In winter, residents have little option but to try to heat their homes using gas fires, which are banned by the authorities. The gas supply is so poor that few can keep these fires going anyway, and the gas pressure is often insufficient even to light up a gas ring. Electric heaters and cookers are not much of an alternative either due to frequent and lengthy power failures in the area.

Local authorities here, like in many regions of Turkmenistan, have started demanding that homes have gas meters installed. Unfortunately, few people can afford to buy them. The state pension, for example, is not enough to cover the cost of installation.

These same local authorities have done little to help people in their city. One glaring example is housing. While claiming that no housing is available for those in need, the council has let several tower blocks stand empty and fall victim to vandals.

“How can they say there are no spare apartments when there are clearly empty buildings with the windows and doors put through? People without homes would be willing to take these, repair them themselves and get utilities reconnected. The authorities won’t even grant them this opportunity,” Kairat said.

At one time the council had a policy of providing multiple apartments to people, purely on the promise that they wouldn’t leave them empty. Now, even people in desperate need cannot access one apartment.
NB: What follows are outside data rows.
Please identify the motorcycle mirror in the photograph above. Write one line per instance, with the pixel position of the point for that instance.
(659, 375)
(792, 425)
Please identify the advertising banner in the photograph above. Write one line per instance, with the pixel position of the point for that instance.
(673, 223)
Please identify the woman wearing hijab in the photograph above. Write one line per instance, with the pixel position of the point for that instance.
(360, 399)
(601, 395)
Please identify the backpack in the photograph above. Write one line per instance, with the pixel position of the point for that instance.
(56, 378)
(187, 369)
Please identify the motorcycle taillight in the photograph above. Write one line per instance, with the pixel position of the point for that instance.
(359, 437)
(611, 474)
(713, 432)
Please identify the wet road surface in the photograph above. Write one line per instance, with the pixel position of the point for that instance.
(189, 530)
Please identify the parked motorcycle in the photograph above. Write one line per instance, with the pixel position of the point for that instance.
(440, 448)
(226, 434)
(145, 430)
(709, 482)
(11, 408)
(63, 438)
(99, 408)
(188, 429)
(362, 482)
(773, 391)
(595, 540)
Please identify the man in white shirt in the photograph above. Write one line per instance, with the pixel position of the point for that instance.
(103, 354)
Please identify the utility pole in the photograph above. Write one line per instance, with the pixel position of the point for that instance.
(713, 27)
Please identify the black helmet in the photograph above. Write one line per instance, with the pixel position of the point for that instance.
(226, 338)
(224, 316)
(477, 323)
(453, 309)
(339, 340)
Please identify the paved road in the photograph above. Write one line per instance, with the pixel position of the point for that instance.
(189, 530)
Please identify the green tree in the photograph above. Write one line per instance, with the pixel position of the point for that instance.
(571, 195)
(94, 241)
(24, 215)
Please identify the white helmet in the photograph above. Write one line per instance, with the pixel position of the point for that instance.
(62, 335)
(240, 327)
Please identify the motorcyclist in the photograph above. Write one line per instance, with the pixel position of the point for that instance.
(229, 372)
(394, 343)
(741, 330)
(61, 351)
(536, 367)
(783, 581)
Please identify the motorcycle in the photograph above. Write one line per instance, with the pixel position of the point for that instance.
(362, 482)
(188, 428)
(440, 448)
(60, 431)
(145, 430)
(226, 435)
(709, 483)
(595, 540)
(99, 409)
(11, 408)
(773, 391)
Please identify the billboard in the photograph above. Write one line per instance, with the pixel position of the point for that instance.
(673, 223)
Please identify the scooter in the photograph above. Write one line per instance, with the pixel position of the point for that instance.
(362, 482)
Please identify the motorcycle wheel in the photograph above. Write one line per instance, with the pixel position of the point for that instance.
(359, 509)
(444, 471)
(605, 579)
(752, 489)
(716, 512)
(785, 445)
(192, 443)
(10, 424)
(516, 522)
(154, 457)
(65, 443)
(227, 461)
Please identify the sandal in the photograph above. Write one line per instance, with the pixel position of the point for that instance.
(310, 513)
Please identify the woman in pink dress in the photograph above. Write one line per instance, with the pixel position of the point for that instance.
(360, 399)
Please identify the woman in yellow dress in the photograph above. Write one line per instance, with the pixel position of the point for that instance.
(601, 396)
Local resident Irina Harchenko, a survivor of the Chernobyl disaster, moves around between her family and friends after the tower block her flat was in burned down in 2012. She has been refused housing by the city council.
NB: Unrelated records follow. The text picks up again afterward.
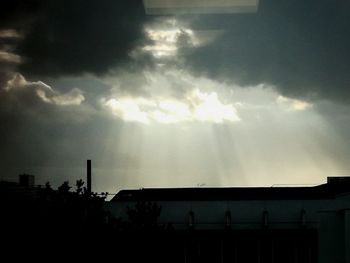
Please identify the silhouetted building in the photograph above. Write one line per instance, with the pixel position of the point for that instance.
(251, 224)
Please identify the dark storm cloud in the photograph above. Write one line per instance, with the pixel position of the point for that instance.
(301, 47)
(63, 37)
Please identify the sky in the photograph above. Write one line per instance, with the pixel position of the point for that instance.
(254, 97)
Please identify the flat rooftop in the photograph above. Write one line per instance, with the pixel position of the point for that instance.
(330, 190)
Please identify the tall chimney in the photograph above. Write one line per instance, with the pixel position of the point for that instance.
(88, 177)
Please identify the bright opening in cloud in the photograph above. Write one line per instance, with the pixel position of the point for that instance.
(293, 104)
(168, 39)
(195, 106)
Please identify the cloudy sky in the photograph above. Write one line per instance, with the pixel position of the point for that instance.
(174, 99)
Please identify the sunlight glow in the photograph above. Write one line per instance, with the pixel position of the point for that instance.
(196, 106)
(167, 41)
(293, 104)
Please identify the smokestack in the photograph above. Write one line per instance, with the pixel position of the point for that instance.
(88, 177)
At the same time, some apartment buildings in an empty neighborhood along the Caspian shore have been renovated and allocated to the army. A few other buildings were assigned to Gap Insaat: the company has fenced them off and begun doing them up for the construction workers they have brought in. Many local people, meanwhile, remain homeless, much to their bewilderment.

People are now waiting for the day the carbide plant opens that will, in the words of the local authorities, “contribute to the further improvement of the region’s public utilities and better living standards for local people,” as well as providing “more than a thousand” jobs.

Local people are skeptical about these figures and promises. They question how a new manufacturing complex will improve their access to clean drinking water, gas, electricity, provide decent roads or improve the attitude of the local authorities.

Garabogaz residents, who have the world’s most concentrated reserves of sodium sulfate and other minerals on their doorstep, certainly wish to believe that better days are ahead.

Kairat has been in touch with ATN since his interview to inform that the water supply truck has finally arrived in his former home in Garabogaz after a three-week interlude with no drinking water.